House Acts To Keep 'God' In Pledge

Student recites Pledge of Allegiance, with US Constitution AP

In an election year move not likely to become law, the House voted Thursday to prevent the U.S. Supreme Court from taking the words "under God" out of the Pledge of Allegiance, reports CBS News Correspondent Bob Fuss.

In a politically and emotionally charged debate, Democrats said majority Republicans in the chamber were debasing the Constitution in order to force a vote that could hurt Democrats in the election.

Supporters insisted that Congress has always had authority to limit federal court jurisdiction, and the legislation is needed to protect an affirmation of religion that is part of the national heritage.

The bill, which was passed 247-173, would prohibit federal courts, including the Supreme Court, from hearing cases involving the pledge and its recitation and would prevent federal courts from striking the words "under God" from the pledge.

The legislation has little chance of advancing in the Senate this year, but it laid down another marker for politicians seeking to differentiate themselves from their election opponents on the volatile social issues of the day. Other "wedge" issues that have or could come up before the election include gay marriage and flag burning.

The Supreme Court in June dismissed, on a technicality, a 2002 federal court decision that the religious reference made the pledge unconstitutional.

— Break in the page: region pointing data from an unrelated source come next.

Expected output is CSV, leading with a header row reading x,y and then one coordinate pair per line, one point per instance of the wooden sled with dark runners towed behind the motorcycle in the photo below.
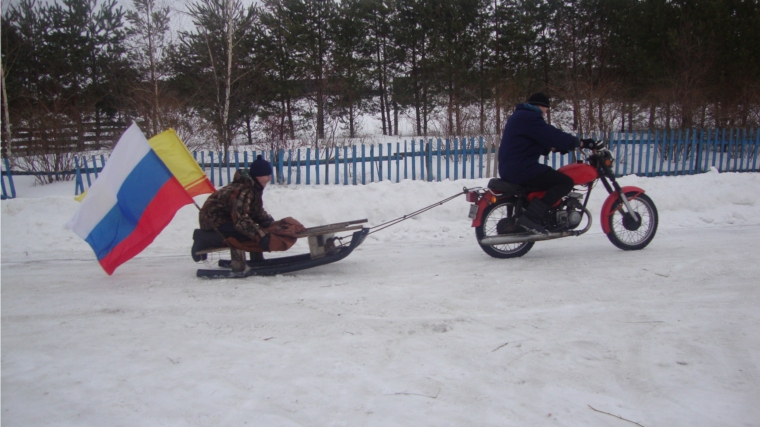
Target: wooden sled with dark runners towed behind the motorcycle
x,y
322,250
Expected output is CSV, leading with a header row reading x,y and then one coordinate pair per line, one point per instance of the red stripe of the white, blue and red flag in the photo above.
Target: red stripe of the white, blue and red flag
x,y
157,215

Rep. Todd Akin, R-Mo., the author of the amendment on legislation before the House Thursday, said the high court is likely to rule differently if it considers the substance of the case and "if we allow activist judges to start creating law and say that it is wrong to somehow allow schoolchildren to say 'under God' in the pledge."

In such a scenario, Akin said, Congress will have "emasculated the very heart of what America has always been about."